Un couloir forestier pour les orangs-outans
L’orang-outan, «homme des bois» en malais, est un singe anthropoïde à poils longs vivant exclusivement sur les îles de Bornéo et de Sumatra. L’augmentation constante des besoins en surfaces cultivables nécessaires à la production d’huile de palme accélère le déboisement des forêts, menaçant ainsi fortement l’habitat de ces singes.
La taille de la forêt tropicale de Bornéo diminue à une vitesse inquiétante. Les premières victimes en sont les animaux qui y vivent, principalement l’orang-outan, espèce fortement menacée.
L’un des objectifs de l’initiative «Heart of Borneo» est donc de relier entre eux les différentes zones protégées existantes afin de conserver de grands espaces permettant la survie de cette espèce et d’autres également menacées. Mais qu’entend-on par «relier»? Il s’agit en fait d’exploiter l’espace se trouvant entre deux zones protégées de telle manière que cela profite à la fois à la nature et à l’Homme: cette solution constitue une source de revenu pour ce dernier grâce à l’utilisation de ressources comme le bois ou via l’agriculture. Les animaux, quant à eux, peuvent utiliser cet espace pour se déplacer et disposent d’un habitat élargi. La mise en place d’un tel réseau est donc essentielle car, à cause des nombreuses attaques humaines comme le braconnage, le déboisement illégal ou encore les incendies de forêt, les zones protégées sont de plus en plus isolées. Les itinéraires naturels sont interrompus et tout échange entre les populations est impossible.
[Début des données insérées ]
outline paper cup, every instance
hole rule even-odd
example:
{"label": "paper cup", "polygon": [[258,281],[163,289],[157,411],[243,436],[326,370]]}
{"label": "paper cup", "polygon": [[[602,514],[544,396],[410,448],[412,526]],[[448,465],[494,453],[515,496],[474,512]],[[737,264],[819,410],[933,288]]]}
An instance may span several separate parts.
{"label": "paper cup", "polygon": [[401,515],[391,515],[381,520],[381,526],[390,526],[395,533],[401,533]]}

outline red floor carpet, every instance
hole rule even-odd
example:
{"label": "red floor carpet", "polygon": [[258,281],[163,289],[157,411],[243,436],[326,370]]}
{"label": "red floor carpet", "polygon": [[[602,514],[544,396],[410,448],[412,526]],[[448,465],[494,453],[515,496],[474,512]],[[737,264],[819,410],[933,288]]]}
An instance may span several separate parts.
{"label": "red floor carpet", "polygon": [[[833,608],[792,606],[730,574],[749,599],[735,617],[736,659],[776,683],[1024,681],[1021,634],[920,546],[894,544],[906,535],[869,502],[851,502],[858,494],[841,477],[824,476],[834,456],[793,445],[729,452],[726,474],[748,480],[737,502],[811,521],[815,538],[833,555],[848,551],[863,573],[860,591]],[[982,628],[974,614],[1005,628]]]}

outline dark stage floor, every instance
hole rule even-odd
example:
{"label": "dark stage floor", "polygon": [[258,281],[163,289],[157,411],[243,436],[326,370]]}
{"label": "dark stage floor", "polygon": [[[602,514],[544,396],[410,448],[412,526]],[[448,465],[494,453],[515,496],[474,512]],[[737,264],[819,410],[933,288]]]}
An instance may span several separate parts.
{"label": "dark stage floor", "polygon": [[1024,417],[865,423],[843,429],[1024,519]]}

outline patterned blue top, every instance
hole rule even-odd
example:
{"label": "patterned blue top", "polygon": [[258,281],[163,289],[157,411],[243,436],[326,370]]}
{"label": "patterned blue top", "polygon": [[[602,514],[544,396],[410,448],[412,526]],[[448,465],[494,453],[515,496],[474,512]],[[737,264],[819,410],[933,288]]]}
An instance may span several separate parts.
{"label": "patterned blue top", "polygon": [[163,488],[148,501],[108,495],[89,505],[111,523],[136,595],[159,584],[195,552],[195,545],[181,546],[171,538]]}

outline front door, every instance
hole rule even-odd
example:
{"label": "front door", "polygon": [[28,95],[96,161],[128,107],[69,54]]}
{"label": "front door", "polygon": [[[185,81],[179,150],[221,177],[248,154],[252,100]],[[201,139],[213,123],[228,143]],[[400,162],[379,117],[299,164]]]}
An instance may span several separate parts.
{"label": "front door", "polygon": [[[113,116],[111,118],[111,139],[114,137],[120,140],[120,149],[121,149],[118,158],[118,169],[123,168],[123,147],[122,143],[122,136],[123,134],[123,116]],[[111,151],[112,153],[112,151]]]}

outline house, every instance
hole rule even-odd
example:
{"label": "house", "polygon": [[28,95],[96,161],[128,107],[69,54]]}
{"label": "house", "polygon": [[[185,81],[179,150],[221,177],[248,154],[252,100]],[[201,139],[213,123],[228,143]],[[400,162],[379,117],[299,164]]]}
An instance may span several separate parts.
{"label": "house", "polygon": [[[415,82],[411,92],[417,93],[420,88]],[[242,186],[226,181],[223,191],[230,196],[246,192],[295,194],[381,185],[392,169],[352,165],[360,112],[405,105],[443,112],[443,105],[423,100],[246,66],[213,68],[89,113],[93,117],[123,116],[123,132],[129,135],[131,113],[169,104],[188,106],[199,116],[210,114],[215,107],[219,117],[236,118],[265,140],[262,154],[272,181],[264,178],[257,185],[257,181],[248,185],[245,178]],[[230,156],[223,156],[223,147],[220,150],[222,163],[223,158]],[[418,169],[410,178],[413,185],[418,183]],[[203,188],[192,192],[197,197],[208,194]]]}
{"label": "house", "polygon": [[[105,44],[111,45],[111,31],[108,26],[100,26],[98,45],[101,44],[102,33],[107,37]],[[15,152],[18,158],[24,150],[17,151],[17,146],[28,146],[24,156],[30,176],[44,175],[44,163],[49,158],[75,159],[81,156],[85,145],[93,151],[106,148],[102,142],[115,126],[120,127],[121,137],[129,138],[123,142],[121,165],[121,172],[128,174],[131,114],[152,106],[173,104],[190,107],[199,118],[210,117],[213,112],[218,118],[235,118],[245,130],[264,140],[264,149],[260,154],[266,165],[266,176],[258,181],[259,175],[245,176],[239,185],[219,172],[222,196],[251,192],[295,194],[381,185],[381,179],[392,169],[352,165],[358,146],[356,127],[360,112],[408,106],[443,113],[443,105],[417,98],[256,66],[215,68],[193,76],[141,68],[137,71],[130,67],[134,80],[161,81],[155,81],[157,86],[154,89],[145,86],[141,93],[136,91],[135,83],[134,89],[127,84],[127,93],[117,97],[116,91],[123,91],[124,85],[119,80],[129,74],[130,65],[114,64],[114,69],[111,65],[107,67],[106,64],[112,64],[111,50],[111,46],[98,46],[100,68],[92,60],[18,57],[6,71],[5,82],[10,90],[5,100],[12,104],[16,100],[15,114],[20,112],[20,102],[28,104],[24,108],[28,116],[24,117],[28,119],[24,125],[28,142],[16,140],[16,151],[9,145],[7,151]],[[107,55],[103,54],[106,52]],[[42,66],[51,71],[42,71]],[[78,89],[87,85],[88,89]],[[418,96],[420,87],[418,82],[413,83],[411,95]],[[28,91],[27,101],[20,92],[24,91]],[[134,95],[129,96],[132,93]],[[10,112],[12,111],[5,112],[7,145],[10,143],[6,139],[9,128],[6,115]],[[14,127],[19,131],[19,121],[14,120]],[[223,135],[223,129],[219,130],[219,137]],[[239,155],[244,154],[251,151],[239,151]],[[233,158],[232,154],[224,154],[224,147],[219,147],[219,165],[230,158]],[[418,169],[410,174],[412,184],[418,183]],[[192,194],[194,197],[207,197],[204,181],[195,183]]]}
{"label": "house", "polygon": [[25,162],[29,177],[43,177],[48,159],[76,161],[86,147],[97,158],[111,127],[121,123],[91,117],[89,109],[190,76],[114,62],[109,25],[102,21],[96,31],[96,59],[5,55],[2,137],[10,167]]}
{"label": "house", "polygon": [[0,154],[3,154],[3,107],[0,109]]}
Mais comment créer des couloirs forestiers profitant à la fois aux animaux et aux hommes?
Dans l’ouest du Kalimantan, la partie indonésienne de Bornéo, on a déjà pu expérimenter les couloirs forestiers: entre les deux parcs nationaux de Betung Kerihun et de Danau Sentarum, 250 hectares ont à ce jour été reboisés. 24 000 arbres ont ainsi fait leur apparition; des plantes utiles, notamment, comme l’hévéa et différents bois de construction, mais également des espèces dont les fruits sont très appréciés des orangs-outans. A d’autres endroits, l’agriculture se base sur des méthodes biologiques. L’agrosylviculture s’est révélée profitable à la fois à l’Homme et à la nature. La population dispose ainsi de nouvelles sources de revenu et l’orang-outan d’un habitat élargi, ce qui augmente ses chances de survie.
Le défi est à présent d’appliquer cet exemple à d’autres zones du futur couloir, la superficie totale de celui-ci devant atteindre 11 000 hectares. Grâce à la contribution de généreux donateurs du WWF Suisse, 620 nouveaux ménages sont actuellement impliqués dans le projet. Des pépinières doivent voir le jour dans six villages afin que les habitants disposent des plants nécessaires à la reforestation. Il est également primordial d’aider les communautés villageoises à délimiter les différents espaces destinés à la reforestation, à l’agriculture et à l’agrosylviculture et de définir de manière explicite les zones protégées ainsi que les lieux dédiés à la sauvegarde de l’identité culturelle des communautés villageoises.
L’intérêt de ceux-ci dans cette collaboration est énorme, tout comme les attentes placées dans le WWF. En effet, la population vivant dans la région du futur couloir préfère utiliser durablement les surfaces forestières et agricoles existantes plutôt que de les vendre rapidement à bas prix aux producteurs d’huile de palme.